Perhaps his remote ancestors had, after all, realized that, but had not cared. It had taken the Jade Man to make them care and then go mad in their anguish. The knowledge had caused them to close their minds to much.
Or this passage from the end of Stormbringer, which brings Elric’s adventures to a close:
“But what is the meaning of it all?” Elric said. “That I have never fully understood.”
“Who can? Who can know why the Cosmic Balance exists, why Fate exists and the Lords of the Higher Worlds? There seems to be an infinity of space and time and possibilities. There may be an infinite number of beings, one above the other, who see the final purpose, though, in infinity, there can be no final purpose. Perhaps all is cyclic and this same event will occur again and again until the universe is run down and fades away as the world we knew has faded. Meaning, Elric? Do not seek that, for madness lies in such a course.”
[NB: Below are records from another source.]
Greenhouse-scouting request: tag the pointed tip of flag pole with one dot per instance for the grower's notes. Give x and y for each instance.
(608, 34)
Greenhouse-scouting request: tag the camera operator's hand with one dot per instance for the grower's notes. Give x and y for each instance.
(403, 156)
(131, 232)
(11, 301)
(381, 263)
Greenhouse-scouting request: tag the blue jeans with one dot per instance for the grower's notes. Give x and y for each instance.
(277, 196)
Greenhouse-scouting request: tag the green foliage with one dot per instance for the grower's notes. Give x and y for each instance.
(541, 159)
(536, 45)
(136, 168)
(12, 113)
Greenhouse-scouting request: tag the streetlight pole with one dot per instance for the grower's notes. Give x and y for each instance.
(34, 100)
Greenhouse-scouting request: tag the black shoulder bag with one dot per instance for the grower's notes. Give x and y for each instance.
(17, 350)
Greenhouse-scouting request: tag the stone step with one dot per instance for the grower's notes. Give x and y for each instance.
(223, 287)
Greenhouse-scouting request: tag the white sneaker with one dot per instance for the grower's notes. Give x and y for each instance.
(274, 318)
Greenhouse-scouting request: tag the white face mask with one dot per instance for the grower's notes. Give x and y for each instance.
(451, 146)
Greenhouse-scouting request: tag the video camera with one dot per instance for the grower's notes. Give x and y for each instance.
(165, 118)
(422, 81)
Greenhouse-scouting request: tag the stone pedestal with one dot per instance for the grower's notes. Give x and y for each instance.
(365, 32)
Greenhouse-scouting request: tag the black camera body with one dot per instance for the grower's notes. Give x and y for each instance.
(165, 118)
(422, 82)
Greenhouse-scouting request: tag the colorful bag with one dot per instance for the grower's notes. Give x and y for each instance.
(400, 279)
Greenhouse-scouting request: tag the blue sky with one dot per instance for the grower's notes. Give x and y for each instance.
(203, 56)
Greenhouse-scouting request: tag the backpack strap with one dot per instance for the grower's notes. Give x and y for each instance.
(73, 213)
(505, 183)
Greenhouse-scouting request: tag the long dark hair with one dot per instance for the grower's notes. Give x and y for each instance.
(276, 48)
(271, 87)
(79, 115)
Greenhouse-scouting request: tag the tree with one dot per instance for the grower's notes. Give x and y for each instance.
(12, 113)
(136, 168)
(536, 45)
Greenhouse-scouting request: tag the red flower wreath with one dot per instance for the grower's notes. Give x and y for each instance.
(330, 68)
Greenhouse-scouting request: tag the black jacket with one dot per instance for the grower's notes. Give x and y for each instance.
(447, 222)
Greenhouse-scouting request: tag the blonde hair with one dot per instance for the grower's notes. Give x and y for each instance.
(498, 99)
“No meaning, no pattern. Then why have I suffered all this?”
“Perhaps even the gods seek meaning and pattern and this is merely one attempt. Look — ” he waved his hands to indicate the newly-formed earth. “All this is fresh and moulded by logic. Perhaps the logic will control the newcomers, perhaps a factor will occur to destroy that logic. The gods experiment, the Cosmic Balance guides the destiny of the earth, men struggle and credit the gods with knowing why they struggle — but do the gods know?”
“You disturb me further when I had hoped to be comforted,” he sighed. “I have lost wife and world — and do not know why.”
Both of these passages typify the existential gloom that permeates the novels. On the one hand, such gloom lends the novels a hard, sometimes cynical edge that is refreshing when compared to much of fantasy literature, which seems devoted to repeating the same Tolkien derivations again and again. Indeed, Moorcock wrote the series partly as a rejoinder to the works of Tolkien and C.S. Lewis. However, that same gloom and despair makes it difficult for me to find much ultimate value in the novels.
While I certainly appreciate and enjoy elements of Moorcock’s style, and the world in the novels is certainly creative and has few peers, there’s something rather soul-crushing about them, the cynicism and existential doom ultimately draining one, much as if they’d been stabbed by Stormbringer itself.